Although he had turned down earlier opportunities, Richt accepted his first head-coaching job in 2001 at the University of Georgia.
Despite the pressures of coaching, Richt spends every morning in family devotions with Katharyn and their sons Jonathan (16), David (12), Zack (10) and daughter Anya (9).
“We need to get the day started by focusing on what God wants,” he says.
Even when playing a Saturday night game, the Richts never fail to attend Prince Avenue Baptist Church in Athens, Ga., on Sunday mornings.
Church plays an integral role in shaping the married couple. In fact, the Richts decided to adopt their two youngest children from a Ukrainian orphanage after learning of the need in a Sunday School class of the church they attended in Tallahassee, Fla.
For the past five years, Georgia football has incorporated a “Winning with Character” program for its players. Richt stresses the importance of preparing not only for the game on the football field but also for dealing with life after college as a husband, father and conscientious citizen. Every Thursday he spends half an hour with the seniors discussing character.
“We try to get them to focus on living as servant leaders on a daily basis,” Richt says. “We talk about core values.” Various assistant coaches instruct freshman, sophomore and junior players.
As coach, Richt has uncovered parallels to parenting.
“Like my own children, I want our players to learn from the mistakes they make,” Richt says. “Most of those who are disciplined respond extremely well and are productive for the team and blessed in their adult lives.”
Georgia fans quickly warmed to Richt because of his family values, frankness and integrity. And while he has a calm demeanor, Richt is intensively committed to putting a winning team on the gridiron. Still, people won’t see Richt throwing his headset to the ground or yelling in the face of a referee.
Although Richt, 46, shrugs off the notion that he is successful, career statistics tell a different story. He signed an eight-year contract extension last July after compiling a 52-13 record in his first five seasons leading the Bulldogs. Georgia has won two Southeastern Conference championships with Richt at the helm.

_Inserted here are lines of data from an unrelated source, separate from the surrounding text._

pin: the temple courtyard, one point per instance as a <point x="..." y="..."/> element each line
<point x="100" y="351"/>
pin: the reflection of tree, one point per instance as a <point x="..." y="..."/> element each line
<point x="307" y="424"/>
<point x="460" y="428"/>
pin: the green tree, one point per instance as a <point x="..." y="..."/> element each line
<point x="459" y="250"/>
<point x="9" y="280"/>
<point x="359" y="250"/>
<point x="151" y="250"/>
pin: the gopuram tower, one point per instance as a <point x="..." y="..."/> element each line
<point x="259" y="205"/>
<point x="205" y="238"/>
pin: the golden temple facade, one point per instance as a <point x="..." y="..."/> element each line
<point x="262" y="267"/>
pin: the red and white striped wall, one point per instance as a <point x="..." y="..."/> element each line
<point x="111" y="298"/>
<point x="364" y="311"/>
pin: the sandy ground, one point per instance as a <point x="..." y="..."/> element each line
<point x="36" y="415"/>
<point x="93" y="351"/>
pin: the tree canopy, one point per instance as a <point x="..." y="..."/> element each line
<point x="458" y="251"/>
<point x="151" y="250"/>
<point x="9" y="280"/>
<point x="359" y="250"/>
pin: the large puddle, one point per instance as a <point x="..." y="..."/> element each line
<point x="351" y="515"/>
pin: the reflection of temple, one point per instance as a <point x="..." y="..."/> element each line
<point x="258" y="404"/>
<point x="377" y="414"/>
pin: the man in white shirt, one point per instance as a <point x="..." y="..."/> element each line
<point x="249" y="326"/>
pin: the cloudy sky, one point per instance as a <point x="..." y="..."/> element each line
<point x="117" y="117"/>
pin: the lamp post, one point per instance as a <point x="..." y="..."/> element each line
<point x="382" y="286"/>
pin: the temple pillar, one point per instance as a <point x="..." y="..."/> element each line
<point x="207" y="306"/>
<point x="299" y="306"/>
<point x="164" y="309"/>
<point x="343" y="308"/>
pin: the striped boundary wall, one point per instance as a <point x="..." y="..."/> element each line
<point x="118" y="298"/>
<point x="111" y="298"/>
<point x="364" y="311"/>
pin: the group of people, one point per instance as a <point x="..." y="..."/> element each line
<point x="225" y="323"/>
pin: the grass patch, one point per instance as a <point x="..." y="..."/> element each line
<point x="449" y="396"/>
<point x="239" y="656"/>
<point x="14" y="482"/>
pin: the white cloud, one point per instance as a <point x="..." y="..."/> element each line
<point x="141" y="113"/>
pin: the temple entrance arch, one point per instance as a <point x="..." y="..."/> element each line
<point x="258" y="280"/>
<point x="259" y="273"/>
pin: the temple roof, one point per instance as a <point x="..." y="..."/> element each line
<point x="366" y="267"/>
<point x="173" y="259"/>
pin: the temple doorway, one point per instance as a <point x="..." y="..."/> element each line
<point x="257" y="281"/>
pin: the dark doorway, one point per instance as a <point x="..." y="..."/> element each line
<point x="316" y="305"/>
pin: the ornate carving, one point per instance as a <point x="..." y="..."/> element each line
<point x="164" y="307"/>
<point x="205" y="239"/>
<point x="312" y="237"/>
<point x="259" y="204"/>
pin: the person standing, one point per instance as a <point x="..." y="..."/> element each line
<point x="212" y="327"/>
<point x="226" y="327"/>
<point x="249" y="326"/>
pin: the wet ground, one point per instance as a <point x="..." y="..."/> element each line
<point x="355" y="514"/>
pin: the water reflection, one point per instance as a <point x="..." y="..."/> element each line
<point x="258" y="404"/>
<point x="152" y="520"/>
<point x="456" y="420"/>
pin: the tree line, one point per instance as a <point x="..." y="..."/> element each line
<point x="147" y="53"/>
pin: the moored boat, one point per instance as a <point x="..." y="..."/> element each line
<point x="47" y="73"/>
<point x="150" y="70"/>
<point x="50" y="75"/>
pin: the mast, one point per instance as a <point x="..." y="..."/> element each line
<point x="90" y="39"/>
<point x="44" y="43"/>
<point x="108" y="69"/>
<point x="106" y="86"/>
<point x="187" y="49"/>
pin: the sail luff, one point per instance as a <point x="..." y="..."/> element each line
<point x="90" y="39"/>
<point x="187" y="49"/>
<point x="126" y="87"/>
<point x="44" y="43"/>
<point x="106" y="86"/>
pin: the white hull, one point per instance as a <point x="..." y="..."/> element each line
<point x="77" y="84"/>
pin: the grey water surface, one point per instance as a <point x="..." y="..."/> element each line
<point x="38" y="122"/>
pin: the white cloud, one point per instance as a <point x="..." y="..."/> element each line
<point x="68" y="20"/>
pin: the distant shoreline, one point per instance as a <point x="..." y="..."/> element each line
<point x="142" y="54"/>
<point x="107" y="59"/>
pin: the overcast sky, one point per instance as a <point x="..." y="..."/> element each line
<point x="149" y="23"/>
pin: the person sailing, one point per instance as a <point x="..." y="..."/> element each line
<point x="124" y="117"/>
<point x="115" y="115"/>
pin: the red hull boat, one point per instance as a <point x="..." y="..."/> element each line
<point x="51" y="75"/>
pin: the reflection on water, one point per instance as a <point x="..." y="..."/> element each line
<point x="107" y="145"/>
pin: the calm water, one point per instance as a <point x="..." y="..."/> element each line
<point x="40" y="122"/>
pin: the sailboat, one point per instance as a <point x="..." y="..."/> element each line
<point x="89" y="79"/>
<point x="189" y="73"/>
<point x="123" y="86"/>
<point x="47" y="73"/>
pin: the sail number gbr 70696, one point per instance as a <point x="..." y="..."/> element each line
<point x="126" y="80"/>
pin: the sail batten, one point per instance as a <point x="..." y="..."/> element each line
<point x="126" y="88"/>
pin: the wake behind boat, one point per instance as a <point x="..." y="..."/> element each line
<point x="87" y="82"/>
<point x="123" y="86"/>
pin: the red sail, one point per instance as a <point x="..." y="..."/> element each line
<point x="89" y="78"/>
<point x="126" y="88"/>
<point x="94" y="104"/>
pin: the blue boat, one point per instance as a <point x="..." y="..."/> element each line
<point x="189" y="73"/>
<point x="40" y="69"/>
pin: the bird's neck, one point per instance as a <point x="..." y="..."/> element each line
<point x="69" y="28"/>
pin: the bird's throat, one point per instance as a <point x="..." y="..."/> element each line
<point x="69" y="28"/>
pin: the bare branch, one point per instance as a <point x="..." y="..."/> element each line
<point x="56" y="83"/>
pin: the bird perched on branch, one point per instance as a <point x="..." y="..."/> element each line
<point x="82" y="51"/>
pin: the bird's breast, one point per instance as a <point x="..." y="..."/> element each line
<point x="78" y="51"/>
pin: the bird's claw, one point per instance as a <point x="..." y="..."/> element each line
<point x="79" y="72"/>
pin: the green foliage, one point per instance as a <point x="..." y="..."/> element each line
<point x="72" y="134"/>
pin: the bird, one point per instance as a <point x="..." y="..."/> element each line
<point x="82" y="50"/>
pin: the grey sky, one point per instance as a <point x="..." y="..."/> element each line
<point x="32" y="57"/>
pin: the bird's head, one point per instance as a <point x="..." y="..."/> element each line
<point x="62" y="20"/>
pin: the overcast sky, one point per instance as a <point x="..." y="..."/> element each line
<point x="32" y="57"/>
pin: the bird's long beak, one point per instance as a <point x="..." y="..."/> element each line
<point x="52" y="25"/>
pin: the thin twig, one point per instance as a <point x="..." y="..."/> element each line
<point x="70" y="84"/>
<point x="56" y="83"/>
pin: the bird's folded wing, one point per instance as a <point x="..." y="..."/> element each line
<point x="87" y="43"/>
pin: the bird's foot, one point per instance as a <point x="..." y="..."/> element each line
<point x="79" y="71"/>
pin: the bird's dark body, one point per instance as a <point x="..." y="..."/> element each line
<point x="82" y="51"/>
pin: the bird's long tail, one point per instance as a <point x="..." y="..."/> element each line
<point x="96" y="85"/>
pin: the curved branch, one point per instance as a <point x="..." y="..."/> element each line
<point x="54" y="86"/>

He even had his picture on a box of Wheaties at the beginning of the 2006 season, “It’s not a tribute to me, it’s a tribute to Georgia,” Richt says. “I didn’t realize they were going to put my mug on there.”
Richt also had his face on the motion picture screen in the fall with a small role in Facing the Giants, a movie about a Georgia high school football coach’s improbable dream season. After he watched Flywheel, an earlier film produced and written by Alex and Stephen Kendrick, Richt agreed to portray a devout Christian football coach who had mentored the high school coach. The Kendrick brothers also are associate pastors at Sherwood Baptist Church in Albany, Ga. — and rabid Bulldog fans.
A busy 2006 also brought a health scare to the family. Katharyn underwent surgery in April after doctors diagnosed her with cervical cancer. Because of early detection the cancer hadn’t spread, and Katharyn appears to be fully recovered. She is the Bulldogs’ “water girl” at away games. Middle son David is water boy at home games.
Oldest son Jon is quarterback for his high school football team. Although only a junior, he already has been offered a scholarship by Clemson University and likely will have further proposals from which to choose this year.
The 2006 season marked the first time in five years Georgia didn’t win at least 10 games and finish in the top 10 in the final Associated Press poll. Although Richt is naturally disappointed, he isn’t consumed with winning at all costs.
“At the end I hope I will be remembered as someone who loved the Lord and served Him,” Richt says. “After that, it doesn’t really matter.”
John W. Kennedy is news editor of Today’s Pentecostal Evangel.